Scalable data management and usage of new algorithm
As the application is intended to be used in a mobile device, scalable data management was
forced in design and implementation. Our application is signified by its efficient and scalable
data management. Minimizing the size of database tables, yet not limiting its intended
functionality was a challenge. After hard work and intensive optimization, the application is
able to run on the limited memory size and computation power of a typical mobile device. In
addition, instead of using the non-efficient Dijkstra’s algorithm, our application uses a
powerful yet efficient Floyd-Warshall algorithm [6], [7]. This algorithm enables to produce
the optimal shortest path, yet being scalable.
VII. WHAT WE LEARNED
The motivation and idea for the project has come from the research field of mobile computing
and location aware service. Specifically, the project is highly related to the lecture in week 2,
which was about “Mobile Computing and Location Aware Computing”. Knowledge of mobile
computing techniques and various geological applications inspired the project.
We learned that mobile computing is a challenging field, as the environment itself is limited in
resource. Computational power and memory size is limited in mobile devices. Therefore,
applications have to be especially efficient and scalable. Efficient and performance-aware
programming was required.
As Google’s Android phone was chosen for the implementation environment, we were able to
gain experience in mobile programming, especially with Android SDK v1.1.
VIII. FUTURE WORK
There are several parts in the application where improvement is desirable. There are left as a
future work.
First, a better wiki page can be constructed, to encourage more contribution by the users.
Currently, our wiki page only provides a feature to add images for all buildings. An
improvement to this can be made by, for instance, allowing users to pick intermediate nodes
along the way. Even as our application picks the shortest path from the source to destination
point, there may a better path, when that path is easier to walk through for people.

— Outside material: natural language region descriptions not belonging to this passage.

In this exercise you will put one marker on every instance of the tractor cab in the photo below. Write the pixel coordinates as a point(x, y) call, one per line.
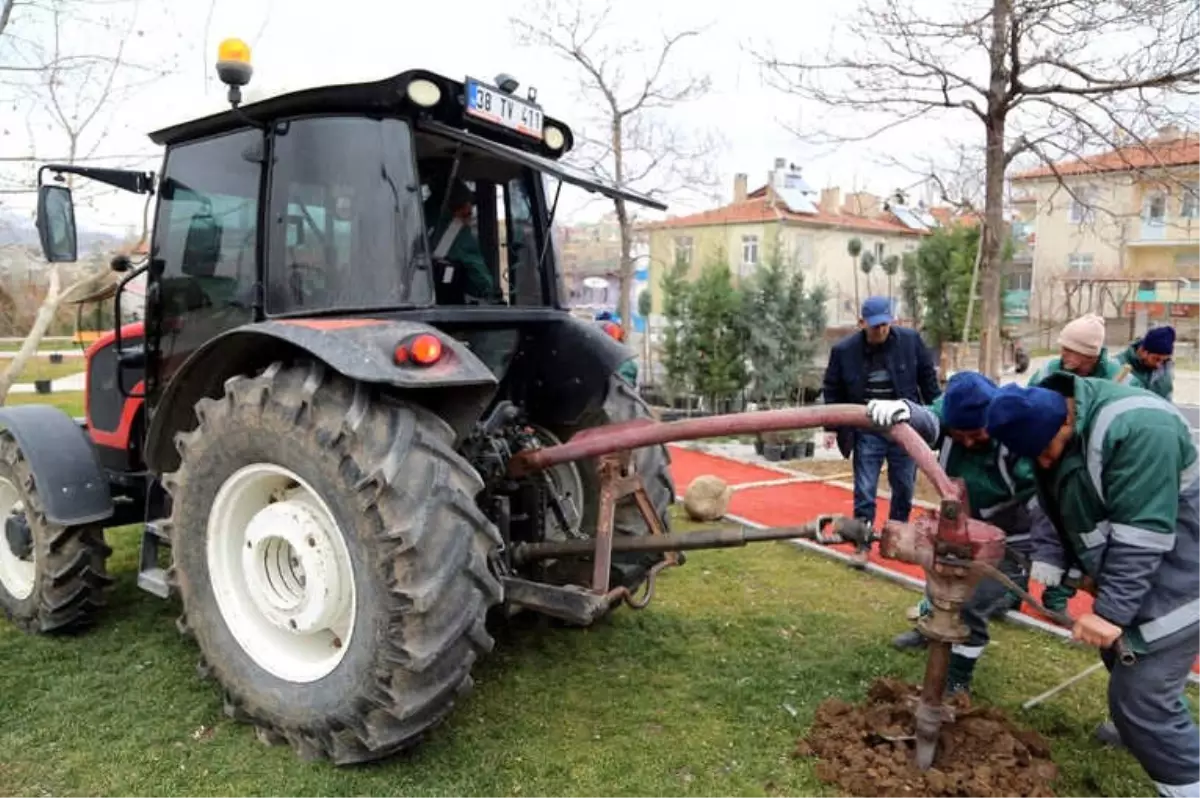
point(353, 330)
point(417, 197)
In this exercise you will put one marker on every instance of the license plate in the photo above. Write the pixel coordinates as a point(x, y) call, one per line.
point(493, 106)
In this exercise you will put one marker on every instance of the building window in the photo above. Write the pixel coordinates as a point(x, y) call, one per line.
point(683, 250)
point(1156, 208)
point(1021, 280)
point(802, 252)
point(1081, 205)
point(1187, 261)
point(1191, 205)
point(750, 251)
point(1079, 262)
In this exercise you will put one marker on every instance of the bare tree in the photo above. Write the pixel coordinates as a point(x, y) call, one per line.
point(1049, 79)
point(69, 69)
point(630, 142)
point(65, 64)
point(55, 297)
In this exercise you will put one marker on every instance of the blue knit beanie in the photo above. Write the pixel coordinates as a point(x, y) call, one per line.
point(1026, 419)
point(966, 399)
point(1159, 341)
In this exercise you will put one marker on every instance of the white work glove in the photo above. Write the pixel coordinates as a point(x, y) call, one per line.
point(1047, 574)
point(886, 413)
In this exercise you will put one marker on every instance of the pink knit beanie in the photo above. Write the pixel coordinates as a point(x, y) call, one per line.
point(1085, 335)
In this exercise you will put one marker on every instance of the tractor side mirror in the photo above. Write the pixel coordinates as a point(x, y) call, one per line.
point(55, 223)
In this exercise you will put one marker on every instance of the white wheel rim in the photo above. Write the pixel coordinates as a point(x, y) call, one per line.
point(281, 573)
point(17, 575)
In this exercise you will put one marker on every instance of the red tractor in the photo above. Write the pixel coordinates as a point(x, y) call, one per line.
point(353, 322)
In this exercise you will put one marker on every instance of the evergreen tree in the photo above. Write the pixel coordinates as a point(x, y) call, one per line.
point(766, 304)
point(677, 355)
point(910, 287)
point(717, 336)
point(945, 263)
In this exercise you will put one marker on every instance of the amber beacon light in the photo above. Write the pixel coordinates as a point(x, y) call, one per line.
point(233, 67)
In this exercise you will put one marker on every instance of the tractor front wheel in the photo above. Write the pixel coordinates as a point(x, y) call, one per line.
point(52, 577)
point(333, 565)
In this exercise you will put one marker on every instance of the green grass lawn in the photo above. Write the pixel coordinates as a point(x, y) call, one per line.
point(694, 695)
point(46, 346)
point(71, 402)
point(40, 367)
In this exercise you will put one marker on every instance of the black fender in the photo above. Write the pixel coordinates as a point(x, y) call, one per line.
point(70, 480)
point(565, 369)
point(457, 388)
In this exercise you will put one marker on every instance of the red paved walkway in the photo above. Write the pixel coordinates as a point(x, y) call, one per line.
point(780, 505)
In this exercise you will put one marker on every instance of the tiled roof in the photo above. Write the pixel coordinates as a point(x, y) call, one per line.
point(947, 216)
point(755, 210)
point(1182, 151)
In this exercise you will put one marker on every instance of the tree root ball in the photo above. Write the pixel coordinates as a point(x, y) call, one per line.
point(863, 749)
point(707, 498)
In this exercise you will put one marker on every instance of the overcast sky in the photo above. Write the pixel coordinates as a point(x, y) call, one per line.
point(305, 42)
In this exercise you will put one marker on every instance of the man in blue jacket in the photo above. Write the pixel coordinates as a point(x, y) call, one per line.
point(880, 361)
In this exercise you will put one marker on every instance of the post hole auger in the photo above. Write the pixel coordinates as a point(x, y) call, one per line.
point(943, 544)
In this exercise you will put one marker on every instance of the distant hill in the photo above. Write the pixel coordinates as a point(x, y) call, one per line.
point(16, 228)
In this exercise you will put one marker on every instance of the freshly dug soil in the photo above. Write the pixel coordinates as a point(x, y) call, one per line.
point(981, 755)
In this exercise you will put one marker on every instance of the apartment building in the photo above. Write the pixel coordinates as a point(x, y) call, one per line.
point(1129, 214)
point(814, 229)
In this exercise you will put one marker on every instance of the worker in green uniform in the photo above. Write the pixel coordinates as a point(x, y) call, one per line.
point(1147, 363)
point(1000, 487)
point(455, 243)
point(1117, 478)
point(1081, 352)
point(628, 369)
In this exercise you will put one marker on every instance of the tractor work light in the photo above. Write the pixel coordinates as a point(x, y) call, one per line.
point(424, 351)
point(553, 137)
point(424, 93)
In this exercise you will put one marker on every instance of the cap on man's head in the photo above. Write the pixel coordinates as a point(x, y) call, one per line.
point(877, 310)
point(1084, 335)
point(1159, 341)
point(1026, 419)
point(966, 399)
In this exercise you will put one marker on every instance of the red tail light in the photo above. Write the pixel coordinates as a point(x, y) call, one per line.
point(424, 351)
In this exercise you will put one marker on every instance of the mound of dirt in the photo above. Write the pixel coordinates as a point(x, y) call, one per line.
point(981, 755)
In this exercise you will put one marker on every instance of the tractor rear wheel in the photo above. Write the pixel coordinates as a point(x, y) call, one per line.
point(52, 577)
point(334, 568)
point(653, 465)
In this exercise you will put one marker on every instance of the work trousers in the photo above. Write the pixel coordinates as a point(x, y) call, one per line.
point(1146, 703)
point(870, 453)
point(991, 599)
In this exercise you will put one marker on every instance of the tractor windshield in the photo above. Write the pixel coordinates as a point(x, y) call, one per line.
point(346, 228)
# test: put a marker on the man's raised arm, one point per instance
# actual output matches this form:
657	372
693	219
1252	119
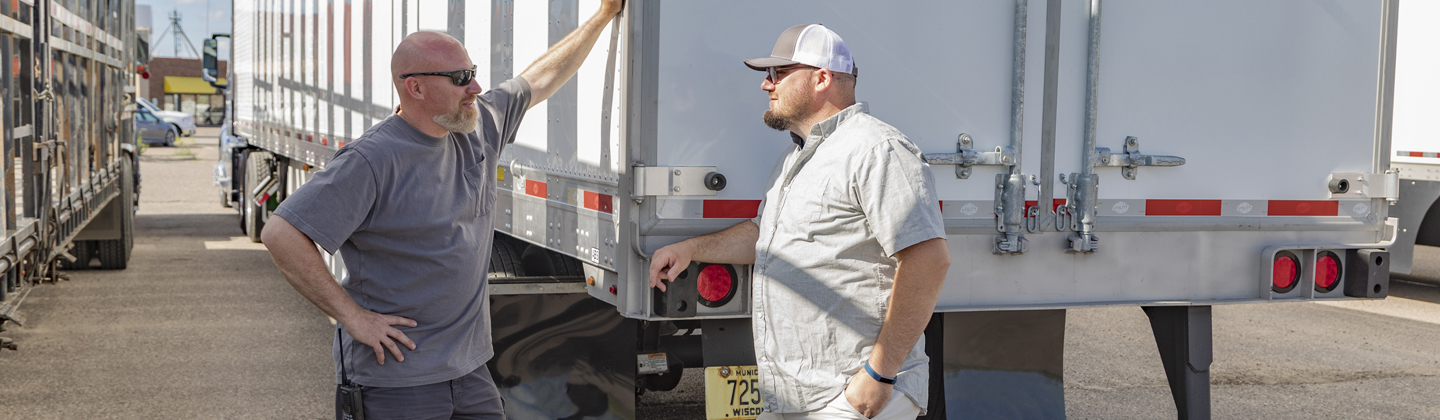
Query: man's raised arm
556	65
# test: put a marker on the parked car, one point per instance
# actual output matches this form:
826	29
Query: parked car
154	130
183	122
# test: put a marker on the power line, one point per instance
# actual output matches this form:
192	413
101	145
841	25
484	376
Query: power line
179	36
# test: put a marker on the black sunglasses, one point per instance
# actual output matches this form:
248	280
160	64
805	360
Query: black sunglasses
460	78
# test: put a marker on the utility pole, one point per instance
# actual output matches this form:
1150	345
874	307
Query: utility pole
180	38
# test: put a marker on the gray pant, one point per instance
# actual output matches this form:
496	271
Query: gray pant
473	396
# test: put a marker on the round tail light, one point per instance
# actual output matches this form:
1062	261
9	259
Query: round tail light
716	285
1286	272
1328	272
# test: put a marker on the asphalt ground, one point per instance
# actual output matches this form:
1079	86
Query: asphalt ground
202	325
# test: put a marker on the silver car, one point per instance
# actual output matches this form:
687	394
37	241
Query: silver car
183	122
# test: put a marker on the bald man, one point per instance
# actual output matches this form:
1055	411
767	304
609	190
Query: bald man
409	206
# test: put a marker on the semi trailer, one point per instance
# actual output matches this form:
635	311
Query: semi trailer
71	180
1195	154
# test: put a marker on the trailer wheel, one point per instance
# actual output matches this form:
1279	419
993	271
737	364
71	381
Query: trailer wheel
82	255
257	166
504	259
114	253
543	262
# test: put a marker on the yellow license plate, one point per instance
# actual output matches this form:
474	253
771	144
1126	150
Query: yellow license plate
733	391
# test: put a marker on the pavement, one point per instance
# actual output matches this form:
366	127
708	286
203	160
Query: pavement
202	325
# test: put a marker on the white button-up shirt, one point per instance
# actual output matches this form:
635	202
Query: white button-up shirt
835	212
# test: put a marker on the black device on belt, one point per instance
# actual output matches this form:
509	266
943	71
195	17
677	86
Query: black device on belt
349	402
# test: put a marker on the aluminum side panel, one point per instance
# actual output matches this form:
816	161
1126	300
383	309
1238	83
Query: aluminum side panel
1262	98
1132	268
575	133
933	71
1417	89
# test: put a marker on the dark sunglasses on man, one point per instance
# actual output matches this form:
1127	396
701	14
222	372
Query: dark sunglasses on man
776	74
460	78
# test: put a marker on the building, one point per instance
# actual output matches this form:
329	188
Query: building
176	85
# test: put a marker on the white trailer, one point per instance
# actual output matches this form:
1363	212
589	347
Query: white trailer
1200	153
1417	133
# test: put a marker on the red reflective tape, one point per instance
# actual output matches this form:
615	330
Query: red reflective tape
536	189
1299	207
1181	207
599	202
730	209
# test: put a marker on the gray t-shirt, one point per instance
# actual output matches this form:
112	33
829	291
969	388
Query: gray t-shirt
411	216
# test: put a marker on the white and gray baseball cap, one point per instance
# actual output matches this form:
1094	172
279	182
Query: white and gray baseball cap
811	45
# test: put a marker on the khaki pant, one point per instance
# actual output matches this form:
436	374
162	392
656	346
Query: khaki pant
900	407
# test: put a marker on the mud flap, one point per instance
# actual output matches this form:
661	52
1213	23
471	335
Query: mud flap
563	357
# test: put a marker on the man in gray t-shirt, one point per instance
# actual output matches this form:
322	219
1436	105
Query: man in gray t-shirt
408	204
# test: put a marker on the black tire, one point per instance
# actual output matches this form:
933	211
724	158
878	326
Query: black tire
257	166
82	256
504	259
542	262
114	253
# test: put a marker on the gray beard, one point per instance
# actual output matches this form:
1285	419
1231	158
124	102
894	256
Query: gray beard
460	121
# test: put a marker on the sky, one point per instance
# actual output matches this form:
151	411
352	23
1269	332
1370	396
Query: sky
198	17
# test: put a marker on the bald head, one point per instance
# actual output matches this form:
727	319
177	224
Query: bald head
426	51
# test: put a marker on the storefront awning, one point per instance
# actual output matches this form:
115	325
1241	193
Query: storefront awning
189	85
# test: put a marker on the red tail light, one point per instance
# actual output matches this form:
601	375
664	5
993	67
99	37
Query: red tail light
716	284
1326	272
1286	272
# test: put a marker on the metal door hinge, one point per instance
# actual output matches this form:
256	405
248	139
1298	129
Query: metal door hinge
677	180
1131	160
1364	186
965	157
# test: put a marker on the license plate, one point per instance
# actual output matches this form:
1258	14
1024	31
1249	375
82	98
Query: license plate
733	391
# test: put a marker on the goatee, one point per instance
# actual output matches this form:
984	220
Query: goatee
462	120
785	117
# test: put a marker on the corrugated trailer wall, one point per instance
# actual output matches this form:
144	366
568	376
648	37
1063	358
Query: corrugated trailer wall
69	183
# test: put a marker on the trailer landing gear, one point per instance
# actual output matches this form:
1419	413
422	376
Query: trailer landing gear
1182	334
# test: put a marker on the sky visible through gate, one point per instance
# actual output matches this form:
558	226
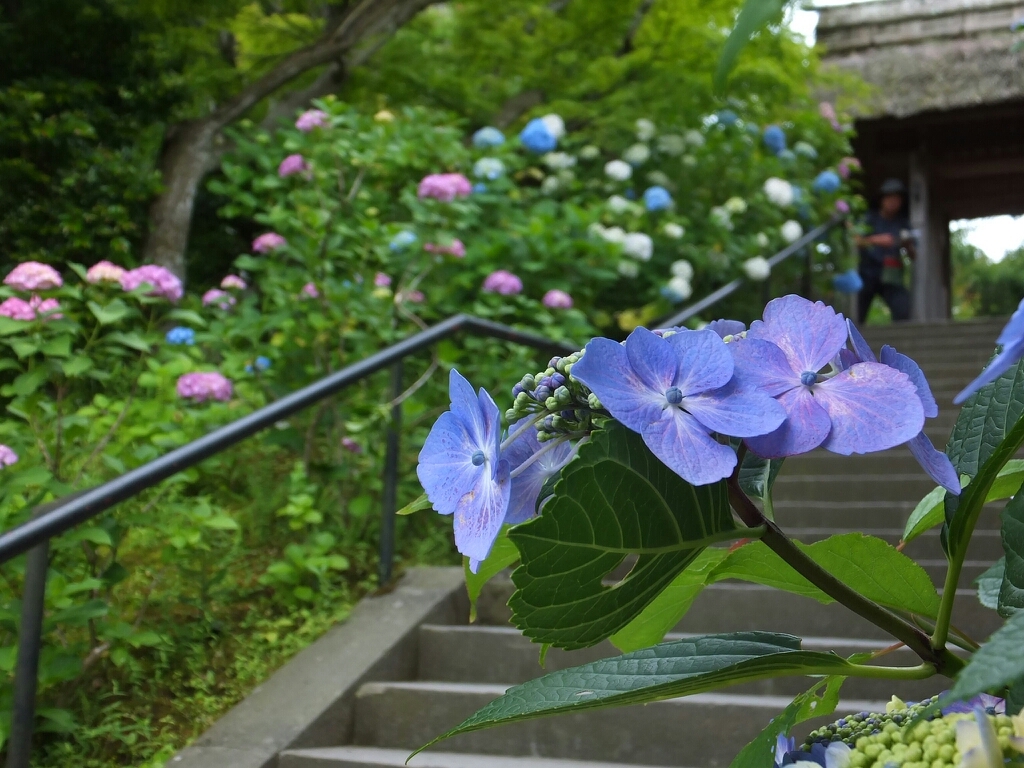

If this is a case,
a user should be able to contribute to the application by notifying this new, better path.
Second, the application still has some room for improved efficiency. When all the pedestrian
pathways and buildings are displayed on the path, our application, GTNavi, tends to slow down,
burdening the mobile system and sometimes making it not responding for a while. Considering
that Georgia Tech campus is relatively a small one when compared to other universities and
college campuses around the U.S, more improvement in scalability and efficiency is desirable.
IX.
REFERENCES
[1] RNOC Project - http://rnoc.gatech.edu/projects/
[2] Google Android - http://www.android.com/#utm_campaign=en&utm_source=en-ha-na-usbk&utm_medium=ha&utm_term=android
[3] Google map API - http://code.google.com/apis/maps/
[4] Android Emulator - http://code.google.com/android/reference/emulator.html
[5] SQLite Database - http://www.sqlite.org/
[6] R. W. Floyd, “Algorithm 97: Shortest path”, C.ACM, 5, 6, pp. 345, 1963.
[7] S. Warshall, “A theorem on Boolean matrices”, J.ACM, 9, 1, pp. 11-12, 1963.